Such low excitation intensities are unprecedented in ns-TA measurements and enabled the identification of unique mid-IR electronic transitions of large polarons in the halide perovskite lattice (Figure 1A). The sensitivity of the TRIR measurements also permitted the first direct comparison of TRIR and time-resolved photoluminescence (TRPL) measurements under identical conditions (Figure 1B).

Figure 1. A. TRIR spectrum of large polarons in a halide perovskite film following band-gap excitation. The inset shows the transitions that appear in the spectrum measured at 30 ns time delay. B. Schematic showing TRPL and TRIR measurements performed under identical, device-relevant conditions. C. Overlay of TRPL and TRIR measurements reveal identical kinetics at lower temperature, indicating the presence of free carriers. Such a comparison was not possible at meaningful excitation conditions before development of new noise suppression technology. At higher temperature, dynamic disorder in the perovskite lattice localizes charges into polarons and extends their lifetime by an order of magnitude. Adapted from Ref. 1.
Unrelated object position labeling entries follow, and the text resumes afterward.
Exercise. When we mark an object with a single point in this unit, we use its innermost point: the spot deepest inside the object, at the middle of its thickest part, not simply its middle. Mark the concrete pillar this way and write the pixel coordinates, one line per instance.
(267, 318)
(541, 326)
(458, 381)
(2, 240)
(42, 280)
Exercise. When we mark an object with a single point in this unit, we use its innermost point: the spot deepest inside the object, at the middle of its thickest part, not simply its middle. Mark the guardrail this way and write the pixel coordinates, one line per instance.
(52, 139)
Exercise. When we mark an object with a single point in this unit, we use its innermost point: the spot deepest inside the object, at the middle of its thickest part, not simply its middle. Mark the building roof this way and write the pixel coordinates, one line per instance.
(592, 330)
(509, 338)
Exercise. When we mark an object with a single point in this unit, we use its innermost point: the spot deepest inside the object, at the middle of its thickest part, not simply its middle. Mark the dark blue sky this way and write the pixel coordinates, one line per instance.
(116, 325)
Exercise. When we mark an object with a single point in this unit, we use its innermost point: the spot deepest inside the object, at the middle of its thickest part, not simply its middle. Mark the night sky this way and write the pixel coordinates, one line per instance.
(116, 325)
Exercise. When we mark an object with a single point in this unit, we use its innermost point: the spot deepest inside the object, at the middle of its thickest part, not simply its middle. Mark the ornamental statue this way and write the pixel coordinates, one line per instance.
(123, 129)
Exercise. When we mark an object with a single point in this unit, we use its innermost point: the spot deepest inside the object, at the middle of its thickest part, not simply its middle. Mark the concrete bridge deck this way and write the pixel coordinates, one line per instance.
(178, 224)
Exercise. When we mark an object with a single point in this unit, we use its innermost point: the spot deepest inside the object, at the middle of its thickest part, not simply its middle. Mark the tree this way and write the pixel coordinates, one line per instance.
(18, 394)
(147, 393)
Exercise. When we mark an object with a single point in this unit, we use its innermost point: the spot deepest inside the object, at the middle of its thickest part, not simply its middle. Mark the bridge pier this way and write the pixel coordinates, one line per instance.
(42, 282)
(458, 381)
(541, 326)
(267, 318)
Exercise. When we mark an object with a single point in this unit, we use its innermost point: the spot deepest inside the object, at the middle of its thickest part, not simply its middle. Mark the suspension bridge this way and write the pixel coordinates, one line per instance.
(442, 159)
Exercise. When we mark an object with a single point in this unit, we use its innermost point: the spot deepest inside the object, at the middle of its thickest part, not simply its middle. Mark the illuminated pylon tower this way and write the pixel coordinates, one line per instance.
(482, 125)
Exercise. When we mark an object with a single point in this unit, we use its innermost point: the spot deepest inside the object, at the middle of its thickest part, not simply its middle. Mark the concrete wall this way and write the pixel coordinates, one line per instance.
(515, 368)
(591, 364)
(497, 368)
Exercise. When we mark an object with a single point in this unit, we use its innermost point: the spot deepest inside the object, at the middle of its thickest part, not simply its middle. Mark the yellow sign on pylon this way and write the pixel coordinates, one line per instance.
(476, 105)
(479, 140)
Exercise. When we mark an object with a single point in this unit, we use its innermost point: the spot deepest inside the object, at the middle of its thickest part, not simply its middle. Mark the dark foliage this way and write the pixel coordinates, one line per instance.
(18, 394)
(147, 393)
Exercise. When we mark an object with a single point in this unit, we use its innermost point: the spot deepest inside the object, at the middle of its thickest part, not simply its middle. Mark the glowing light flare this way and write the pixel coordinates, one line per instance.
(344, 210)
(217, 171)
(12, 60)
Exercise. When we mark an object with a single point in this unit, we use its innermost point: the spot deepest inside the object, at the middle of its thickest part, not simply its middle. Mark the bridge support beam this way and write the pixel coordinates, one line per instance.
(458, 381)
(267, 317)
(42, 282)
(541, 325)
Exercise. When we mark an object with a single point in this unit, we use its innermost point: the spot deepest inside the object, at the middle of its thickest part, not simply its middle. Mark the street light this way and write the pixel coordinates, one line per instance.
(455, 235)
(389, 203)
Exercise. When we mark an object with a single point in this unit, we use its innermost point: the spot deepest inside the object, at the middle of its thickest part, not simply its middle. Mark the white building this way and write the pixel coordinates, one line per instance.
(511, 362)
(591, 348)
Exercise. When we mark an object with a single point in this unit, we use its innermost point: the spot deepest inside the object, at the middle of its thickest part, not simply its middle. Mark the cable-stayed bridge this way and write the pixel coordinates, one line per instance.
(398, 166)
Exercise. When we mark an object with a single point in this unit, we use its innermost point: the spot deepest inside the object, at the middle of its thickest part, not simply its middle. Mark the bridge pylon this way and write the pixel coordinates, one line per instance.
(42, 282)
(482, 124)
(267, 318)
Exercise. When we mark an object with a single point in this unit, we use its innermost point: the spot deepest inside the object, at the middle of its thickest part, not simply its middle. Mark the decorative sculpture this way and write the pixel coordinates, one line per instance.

At reduced temperature (150 K), the data revealed that thermal motion of the perovskite lattice was sufficiently low to allow charge carriers to reside in free carrier states at the band edges of the perovskite. The TRPL dynamics exhibited band-edge emission in quantitative agreement with the dynamics of charges in free carrier states probed using TRIR (Figure 1C, left). However, at room temperature (290 K), the charge recombination lifetime increased 20-fold relative to the lower temperature (Figure 1C, right). The com-parison of TRIR and TRPL measurements under device-relevant conditions revealed that dynamic disorder due to thermal motion of the perovskite lattice led to large polaron formation. This in turn created energetic barriers to charge recombination that ultimately underpin the remarkable properties of halide perovskite optoelectronic materials.


  1. Munson et al. Chem (2018) DOI: 10.1016/j.chempr.2018.09.001.
  2. Kiermasch et al. Sci. Rep. (2016) DOI: 10.1038/srep39333.